Die Gemeinde Sankt Peter-Ording hatte sich bis zu diesem Zeitpunkt wenig um Alternativen zur Strandbeparkung bemüht. Nun war sie quasi gezwungen, zunächst ein Verkehrskonzept erstellen zu lassen, denn auch der innerörtliche Verkehr drohte zu einem erheblichen Problem zu werden. Das mit heißer Nadel gestrickte und praktisch ohne Bürgerbeteiligung zustande gekommene Verkehrskonzept sah große Ersatzparkplätze auf den Marschwiesen, unmittelbar am Wohngebiet, eine Zerschneidung von größeren privaten Grundstücksflächen und eine große Seebrücke vor dem Ortsteil Ording vor. Dieses Verkehrskonzept wurde dann durch einen Bürgerentscheid abgelehnt.

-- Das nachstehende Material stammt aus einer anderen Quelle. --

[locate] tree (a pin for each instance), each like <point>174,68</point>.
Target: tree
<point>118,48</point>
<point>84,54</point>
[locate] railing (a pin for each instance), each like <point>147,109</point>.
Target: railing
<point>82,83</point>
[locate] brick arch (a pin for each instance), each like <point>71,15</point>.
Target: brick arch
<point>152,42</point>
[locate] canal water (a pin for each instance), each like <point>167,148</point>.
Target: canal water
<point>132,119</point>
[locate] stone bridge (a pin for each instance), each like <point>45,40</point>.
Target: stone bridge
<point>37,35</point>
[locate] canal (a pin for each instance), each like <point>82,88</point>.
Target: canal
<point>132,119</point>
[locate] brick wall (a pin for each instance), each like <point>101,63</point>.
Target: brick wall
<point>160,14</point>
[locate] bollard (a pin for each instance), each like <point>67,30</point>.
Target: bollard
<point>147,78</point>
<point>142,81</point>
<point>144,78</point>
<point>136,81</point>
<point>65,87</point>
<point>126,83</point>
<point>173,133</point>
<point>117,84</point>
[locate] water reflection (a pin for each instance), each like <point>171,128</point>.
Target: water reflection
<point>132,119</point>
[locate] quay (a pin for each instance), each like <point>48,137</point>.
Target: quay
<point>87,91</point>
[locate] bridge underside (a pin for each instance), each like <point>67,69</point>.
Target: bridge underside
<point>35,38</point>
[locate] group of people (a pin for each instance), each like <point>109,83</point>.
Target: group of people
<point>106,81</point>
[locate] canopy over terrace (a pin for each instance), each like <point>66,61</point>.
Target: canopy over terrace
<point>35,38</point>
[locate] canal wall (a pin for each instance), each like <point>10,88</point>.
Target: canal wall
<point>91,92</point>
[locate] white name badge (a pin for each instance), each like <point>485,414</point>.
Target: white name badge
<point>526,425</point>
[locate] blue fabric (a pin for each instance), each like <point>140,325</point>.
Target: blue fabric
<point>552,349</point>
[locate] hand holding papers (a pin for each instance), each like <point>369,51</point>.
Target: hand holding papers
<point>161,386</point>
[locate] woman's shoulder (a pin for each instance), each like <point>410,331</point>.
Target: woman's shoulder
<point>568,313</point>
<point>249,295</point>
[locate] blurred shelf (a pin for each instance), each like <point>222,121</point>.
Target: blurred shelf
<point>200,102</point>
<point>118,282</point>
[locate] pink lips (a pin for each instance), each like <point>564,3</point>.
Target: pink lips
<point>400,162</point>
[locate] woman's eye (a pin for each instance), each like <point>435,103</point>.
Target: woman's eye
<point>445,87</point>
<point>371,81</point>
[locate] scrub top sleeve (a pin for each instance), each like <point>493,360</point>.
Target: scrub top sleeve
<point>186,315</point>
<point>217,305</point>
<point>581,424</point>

Die örtliche CDU, die den Bürgerentscheid maßgeblich unterstützt hatte, wertete diese Ablehnung als Ablehnung der Strandschließung.

Unter der Leitung des früheren Nationalparkamtsleiters Heddies Andresen wurde dann eine Arbeitsgruppe eingerichtet, die auf der Basis von Befragungen eine sogenannte Basisdokumentation erstellte. An der Erstellung der abschließenden Fassung dieser Dokumentation waren auch verschiedene Vertreter von Vereinen und Verbänden beteiligt. Die Verabschiedung der Basisdokumentation fiel zufällig in den Zeitraum des Amtsantritts des neuen Bürgermeisters Rainer Balsmeier, der seine ersten Jahre als Verwaltungsleiter auf der autofreien Insel Wangeroog verbracht hatte.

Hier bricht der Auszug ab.